Actually, in the church environment in which I grew up, many did and still would wholeheartedly agree with every word Billy Sunday has to say against card playing. When I applied as a teenager to work as a junior counselor at our church camp I had to sign a statement saying that I didn't play cards nor dance nor attend movie theaters. Unfortunately, it's not as over-the-top as you might think.
Having left that environment I do find it humorous. But in a way it still hurts. And I have two very close friends, one now a universalist and one now an atheist, for whom childhood experiences in similar churches became mountainous stumbling blocks.
Yeah, I spend a lot of time wondering what I hold so dearly that might cause shaking of heads, or worse, in future generations.

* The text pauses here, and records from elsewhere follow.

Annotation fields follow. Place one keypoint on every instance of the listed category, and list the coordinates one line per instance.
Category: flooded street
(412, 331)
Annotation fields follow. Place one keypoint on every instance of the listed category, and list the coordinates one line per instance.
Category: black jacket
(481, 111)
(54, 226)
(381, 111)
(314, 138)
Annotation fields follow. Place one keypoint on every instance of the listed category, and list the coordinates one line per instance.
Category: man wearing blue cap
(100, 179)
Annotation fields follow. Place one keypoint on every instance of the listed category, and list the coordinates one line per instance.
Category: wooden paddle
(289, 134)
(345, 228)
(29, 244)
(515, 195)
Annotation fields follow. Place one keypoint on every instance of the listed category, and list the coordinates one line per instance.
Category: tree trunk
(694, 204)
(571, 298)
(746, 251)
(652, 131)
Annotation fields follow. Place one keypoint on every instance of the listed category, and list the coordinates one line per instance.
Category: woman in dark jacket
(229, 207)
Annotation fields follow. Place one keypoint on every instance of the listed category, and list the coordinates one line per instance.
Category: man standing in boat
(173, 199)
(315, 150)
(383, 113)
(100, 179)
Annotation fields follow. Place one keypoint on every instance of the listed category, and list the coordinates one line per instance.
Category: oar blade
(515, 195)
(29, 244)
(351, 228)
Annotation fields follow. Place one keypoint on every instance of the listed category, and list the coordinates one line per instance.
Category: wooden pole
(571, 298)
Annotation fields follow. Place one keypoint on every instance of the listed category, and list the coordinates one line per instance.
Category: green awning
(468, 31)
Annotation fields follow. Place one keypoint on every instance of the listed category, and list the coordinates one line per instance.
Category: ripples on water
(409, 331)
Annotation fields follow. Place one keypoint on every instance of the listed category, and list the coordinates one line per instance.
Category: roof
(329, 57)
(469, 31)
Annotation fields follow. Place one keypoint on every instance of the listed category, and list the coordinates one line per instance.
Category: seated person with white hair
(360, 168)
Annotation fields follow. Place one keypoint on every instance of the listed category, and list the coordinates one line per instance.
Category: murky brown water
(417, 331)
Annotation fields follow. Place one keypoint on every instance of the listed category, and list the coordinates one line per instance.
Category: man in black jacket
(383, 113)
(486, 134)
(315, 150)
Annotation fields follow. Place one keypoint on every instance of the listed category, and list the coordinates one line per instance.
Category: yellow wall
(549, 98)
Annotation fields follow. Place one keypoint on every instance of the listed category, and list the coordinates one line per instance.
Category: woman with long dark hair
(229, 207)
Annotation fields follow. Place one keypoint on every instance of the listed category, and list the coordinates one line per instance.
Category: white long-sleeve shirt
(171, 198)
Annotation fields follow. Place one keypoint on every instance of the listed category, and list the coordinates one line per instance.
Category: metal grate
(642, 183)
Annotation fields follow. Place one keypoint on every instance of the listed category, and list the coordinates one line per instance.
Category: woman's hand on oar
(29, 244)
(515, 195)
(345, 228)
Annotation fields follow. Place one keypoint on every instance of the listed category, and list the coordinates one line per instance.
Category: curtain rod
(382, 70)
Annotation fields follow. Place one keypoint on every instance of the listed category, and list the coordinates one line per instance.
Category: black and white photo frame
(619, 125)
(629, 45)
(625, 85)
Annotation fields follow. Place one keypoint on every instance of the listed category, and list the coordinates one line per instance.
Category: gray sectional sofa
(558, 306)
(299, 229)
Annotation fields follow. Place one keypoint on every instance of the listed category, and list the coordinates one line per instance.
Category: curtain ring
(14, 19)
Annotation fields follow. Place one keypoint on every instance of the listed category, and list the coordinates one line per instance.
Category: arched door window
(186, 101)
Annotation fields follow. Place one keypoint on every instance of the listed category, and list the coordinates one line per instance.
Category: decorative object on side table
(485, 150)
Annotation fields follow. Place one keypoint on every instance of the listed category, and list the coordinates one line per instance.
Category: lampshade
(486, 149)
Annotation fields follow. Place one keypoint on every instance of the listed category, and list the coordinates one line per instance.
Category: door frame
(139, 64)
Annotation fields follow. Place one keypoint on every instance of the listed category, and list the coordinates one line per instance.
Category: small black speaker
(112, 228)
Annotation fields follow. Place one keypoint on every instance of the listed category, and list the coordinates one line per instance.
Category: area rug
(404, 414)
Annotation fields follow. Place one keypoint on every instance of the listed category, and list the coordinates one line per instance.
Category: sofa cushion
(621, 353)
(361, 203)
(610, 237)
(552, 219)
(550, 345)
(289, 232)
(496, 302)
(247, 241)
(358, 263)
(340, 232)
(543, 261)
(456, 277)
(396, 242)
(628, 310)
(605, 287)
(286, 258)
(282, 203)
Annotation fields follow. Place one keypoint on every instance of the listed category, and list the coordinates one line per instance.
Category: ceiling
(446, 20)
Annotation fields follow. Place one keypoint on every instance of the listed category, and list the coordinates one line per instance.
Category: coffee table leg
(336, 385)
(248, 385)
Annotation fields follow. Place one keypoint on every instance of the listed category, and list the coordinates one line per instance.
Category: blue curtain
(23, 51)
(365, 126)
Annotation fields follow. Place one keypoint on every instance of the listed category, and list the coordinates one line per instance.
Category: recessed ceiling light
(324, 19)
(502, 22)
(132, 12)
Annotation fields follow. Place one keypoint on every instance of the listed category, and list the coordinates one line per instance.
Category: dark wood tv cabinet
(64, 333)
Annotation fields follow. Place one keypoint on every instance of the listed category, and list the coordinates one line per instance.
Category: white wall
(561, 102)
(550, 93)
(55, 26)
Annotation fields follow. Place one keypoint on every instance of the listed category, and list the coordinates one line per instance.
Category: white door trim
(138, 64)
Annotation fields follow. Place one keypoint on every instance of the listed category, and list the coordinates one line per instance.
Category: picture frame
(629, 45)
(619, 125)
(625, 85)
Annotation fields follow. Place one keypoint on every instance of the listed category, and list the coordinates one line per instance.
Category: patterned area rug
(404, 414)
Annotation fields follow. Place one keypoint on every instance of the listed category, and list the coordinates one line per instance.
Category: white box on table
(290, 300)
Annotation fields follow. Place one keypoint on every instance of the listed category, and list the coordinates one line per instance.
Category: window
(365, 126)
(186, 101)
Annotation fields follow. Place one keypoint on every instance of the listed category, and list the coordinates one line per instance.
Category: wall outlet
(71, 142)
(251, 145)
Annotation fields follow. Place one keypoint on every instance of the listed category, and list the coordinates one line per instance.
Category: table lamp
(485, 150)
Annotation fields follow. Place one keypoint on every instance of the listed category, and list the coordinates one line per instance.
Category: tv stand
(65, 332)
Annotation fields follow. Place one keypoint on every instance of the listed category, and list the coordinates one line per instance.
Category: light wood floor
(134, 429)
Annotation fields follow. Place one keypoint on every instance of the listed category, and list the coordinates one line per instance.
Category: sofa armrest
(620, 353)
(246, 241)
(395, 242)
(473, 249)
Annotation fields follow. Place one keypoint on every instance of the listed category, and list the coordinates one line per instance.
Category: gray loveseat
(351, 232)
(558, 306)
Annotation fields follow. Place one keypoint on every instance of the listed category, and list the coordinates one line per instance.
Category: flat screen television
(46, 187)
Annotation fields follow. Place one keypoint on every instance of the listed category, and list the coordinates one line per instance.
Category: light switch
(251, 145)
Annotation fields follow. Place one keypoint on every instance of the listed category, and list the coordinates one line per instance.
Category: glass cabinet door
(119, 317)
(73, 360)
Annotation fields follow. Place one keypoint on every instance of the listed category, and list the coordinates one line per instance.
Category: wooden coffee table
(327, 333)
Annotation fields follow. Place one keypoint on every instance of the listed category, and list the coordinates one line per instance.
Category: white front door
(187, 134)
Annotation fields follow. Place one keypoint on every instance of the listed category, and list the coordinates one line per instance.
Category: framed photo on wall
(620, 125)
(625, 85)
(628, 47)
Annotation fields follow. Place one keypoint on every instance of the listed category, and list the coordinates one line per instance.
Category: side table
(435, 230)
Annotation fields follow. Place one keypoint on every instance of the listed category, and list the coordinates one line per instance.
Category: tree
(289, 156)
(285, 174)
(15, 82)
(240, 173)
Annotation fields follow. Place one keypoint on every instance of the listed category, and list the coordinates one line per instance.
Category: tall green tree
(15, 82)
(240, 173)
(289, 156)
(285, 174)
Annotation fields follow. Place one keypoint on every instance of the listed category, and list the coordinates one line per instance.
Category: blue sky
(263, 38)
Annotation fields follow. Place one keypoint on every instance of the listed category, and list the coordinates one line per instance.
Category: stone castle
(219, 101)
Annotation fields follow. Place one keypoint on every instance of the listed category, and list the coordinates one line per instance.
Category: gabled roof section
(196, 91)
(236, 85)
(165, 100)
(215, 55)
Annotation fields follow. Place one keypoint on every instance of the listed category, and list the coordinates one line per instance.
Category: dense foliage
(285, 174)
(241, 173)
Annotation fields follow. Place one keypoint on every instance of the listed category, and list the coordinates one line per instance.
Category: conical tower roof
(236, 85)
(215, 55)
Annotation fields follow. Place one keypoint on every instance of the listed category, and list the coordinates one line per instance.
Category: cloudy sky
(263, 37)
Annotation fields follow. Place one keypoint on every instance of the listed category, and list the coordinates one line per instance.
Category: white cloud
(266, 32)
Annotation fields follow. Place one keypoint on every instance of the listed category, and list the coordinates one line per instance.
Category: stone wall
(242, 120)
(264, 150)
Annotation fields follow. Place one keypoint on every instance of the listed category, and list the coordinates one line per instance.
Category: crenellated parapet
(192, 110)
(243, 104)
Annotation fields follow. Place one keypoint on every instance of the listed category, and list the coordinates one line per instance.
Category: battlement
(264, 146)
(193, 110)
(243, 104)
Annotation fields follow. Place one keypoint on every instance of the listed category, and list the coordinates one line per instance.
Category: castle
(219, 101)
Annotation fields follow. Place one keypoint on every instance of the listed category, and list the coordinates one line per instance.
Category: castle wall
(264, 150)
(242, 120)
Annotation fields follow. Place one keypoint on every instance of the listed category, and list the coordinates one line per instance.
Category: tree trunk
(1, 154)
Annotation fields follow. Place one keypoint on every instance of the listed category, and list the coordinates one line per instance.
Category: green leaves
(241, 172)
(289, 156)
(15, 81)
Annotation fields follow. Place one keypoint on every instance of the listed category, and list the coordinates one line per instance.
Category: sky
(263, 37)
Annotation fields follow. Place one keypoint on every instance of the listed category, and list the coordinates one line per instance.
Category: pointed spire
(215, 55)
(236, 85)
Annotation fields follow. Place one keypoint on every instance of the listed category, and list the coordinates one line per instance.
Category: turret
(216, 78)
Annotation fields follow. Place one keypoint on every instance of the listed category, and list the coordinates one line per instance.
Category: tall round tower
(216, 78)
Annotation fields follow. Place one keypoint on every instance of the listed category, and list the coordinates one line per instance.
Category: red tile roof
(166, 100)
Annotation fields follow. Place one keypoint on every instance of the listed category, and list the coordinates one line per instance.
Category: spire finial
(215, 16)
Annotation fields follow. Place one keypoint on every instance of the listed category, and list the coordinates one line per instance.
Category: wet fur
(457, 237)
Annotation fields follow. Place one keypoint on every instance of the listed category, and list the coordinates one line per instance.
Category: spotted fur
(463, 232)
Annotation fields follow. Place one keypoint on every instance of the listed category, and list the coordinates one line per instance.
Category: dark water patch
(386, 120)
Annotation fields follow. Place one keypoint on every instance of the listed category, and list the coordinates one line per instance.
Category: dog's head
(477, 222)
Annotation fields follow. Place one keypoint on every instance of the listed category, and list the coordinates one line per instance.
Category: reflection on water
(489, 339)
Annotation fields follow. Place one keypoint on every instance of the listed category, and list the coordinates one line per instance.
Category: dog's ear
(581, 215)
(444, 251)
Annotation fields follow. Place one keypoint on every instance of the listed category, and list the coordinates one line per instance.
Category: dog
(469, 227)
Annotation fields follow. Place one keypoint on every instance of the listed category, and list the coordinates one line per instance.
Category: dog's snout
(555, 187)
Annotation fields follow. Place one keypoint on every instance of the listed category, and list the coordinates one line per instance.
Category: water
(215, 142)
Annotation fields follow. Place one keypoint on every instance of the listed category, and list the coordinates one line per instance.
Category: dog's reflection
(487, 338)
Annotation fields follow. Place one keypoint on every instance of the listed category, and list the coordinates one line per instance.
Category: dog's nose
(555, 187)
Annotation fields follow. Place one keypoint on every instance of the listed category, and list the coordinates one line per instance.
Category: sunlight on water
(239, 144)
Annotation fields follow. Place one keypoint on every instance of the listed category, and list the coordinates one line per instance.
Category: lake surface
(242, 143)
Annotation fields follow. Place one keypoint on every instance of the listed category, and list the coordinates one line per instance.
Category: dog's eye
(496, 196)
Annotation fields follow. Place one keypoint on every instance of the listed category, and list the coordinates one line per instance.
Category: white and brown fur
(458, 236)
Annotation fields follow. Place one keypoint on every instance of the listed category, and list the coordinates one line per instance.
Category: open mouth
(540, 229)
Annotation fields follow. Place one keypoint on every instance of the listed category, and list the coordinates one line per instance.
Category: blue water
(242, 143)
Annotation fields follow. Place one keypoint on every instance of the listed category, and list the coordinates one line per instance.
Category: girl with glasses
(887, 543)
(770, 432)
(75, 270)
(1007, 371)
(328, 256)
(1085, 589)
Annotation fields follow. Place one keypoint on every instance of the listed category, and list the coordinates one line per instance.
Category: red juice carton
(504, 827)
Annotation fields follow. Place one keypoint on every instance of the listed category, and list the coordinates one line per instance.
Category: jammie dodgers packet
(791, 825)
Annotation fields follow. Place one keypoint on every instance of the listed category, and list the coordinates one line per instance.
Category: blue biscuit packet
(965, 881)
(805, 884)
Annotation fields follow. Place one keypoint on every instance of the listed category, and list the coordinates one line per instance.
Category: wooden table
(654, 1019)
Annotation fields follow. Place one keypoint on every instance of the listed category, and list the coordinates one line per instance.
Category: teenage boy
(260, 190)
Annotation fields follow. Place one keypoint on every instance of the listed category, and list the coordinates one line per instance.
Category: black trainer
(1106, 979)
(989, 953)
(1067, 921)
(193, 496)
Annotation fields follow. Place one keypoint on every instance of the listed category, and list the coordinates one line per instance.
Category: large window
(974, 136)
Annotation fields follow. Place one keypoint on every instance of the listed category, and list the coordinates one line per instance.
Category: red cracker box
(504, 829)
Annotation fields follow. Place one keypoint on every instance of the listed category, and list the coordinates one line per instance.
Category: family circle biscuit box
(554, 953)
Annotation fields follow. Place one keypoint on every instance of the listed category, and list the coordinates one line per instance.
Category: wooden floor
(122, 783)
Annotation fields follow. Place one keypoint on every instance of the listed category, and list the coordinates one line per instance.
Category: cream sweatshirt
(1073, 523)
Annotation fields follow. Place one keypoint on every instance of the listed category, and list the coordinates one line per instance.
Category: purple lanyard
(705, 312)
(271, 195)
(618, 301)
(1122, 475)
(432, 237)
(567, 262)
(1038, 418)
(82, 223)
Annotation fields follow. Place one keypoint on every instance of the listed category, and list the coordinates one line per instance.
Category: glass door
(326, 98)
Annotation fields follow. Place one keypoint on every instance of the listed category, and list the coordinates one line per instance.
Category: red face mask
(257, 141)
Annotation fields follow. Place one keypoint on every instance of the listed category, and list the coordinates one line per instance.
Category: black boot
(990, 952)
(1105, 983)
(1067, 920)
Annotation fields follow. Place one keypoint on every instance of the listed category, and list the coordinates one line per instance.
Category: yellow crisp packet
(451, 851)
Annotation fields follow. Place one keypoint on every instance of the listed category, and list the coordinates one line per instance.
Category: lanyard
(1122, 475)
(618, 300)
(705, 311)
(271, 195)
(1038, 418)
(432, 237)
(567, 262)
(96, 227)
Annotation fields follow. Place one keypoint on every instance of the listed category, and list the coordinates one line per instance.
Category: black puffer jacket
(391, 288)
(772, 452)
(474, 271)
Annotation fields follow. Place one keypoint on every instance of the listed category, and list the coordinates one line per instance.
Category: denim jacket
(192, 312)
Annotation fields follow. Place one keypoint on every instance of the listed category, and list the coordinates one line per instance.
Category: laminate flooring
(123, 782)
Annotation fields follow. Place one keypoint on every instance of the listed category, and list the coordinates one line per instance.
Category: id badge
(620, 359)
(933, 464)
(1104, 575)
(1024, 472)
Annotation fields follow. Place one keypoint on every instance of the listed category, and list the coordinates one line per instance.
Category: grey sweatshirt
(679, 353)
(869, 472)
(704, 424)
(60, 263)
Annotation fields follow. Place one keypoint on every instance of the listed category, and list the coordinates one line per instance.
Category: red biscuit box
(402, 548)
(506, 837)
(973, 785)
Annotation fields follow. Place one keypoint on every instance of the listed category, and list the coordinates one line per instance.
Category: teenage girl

Posted by: Jodi | July 21, 2006 at 03:02 PM
Kuyper's Lectures on Calvinism contain less humorous admonitions against card-playing. They supposedly encouraged one to believe in chance. It was not the gambling aspect that concerned him. Still don't see it....
Posted by: cavman | July 21, 2006 at 09:33 PM
I guess we're all members of "the automobile gang" nowadays.
Posted by: jigawatt | July 21, 2006 at 10:50 PM
Billy Sunday came to Cincinnati for a revival -- the committee built a huge structure to house the thing. Our church (believe it or not) was a part of the revival -- we still have the piano that Billy Sunday played.
That said, I don't think I'm going to preach against card-playing soon.
Russell
Posted by: Russell Smith | July 21, 2006 at 11:22 PM
Hey, y'know, as a PK who always tells folks "You know that Genesis song, yeah, you know the one: 'I Can't Dance'? It's about me"--I'm a little amused. It's pretty over-the-top, even for those circles (a man I deeply respect and admire had a pet message for teenagers called "Puppy Love Leads To A Dog's Life": he was anti-dating before it was so fashionable the charismatics took it up).
You GOTTA love the clincher, though. "It doesn't take long to round the corners off." Beautiful, just beautiful. :-)
Cheers,
PGE
Posted by: pgepps | July 22, 2006 at 01:37 PM
It's true that Sunday was a child of his times, but I think a fair standard to to apply to any preacher of any time how much their sermons focus on Christ. And for Sunday, the answer is, not much (in fact, many of his sermons literally never mention Christ).
Kuyper's argument against cards and games of chance in general was that they were out of accord with the kind of universe God created, which is ruled by providence rather than random chance. A prohibition is overly strict, I think, but his reasoning is worth considering as a caution.
Posted by: Russ | July 24, 2006 at 04:55 PM
In light of the online gambling legislation in the pipeline and this thread, I've been thinking a lot about gambling, cards, Kuyper and providence versus Lady Luck. My wife and mother just shared a song with me that is very much on topic: "With a Little Bit of Luck" from My Fair Lady. Hilarious.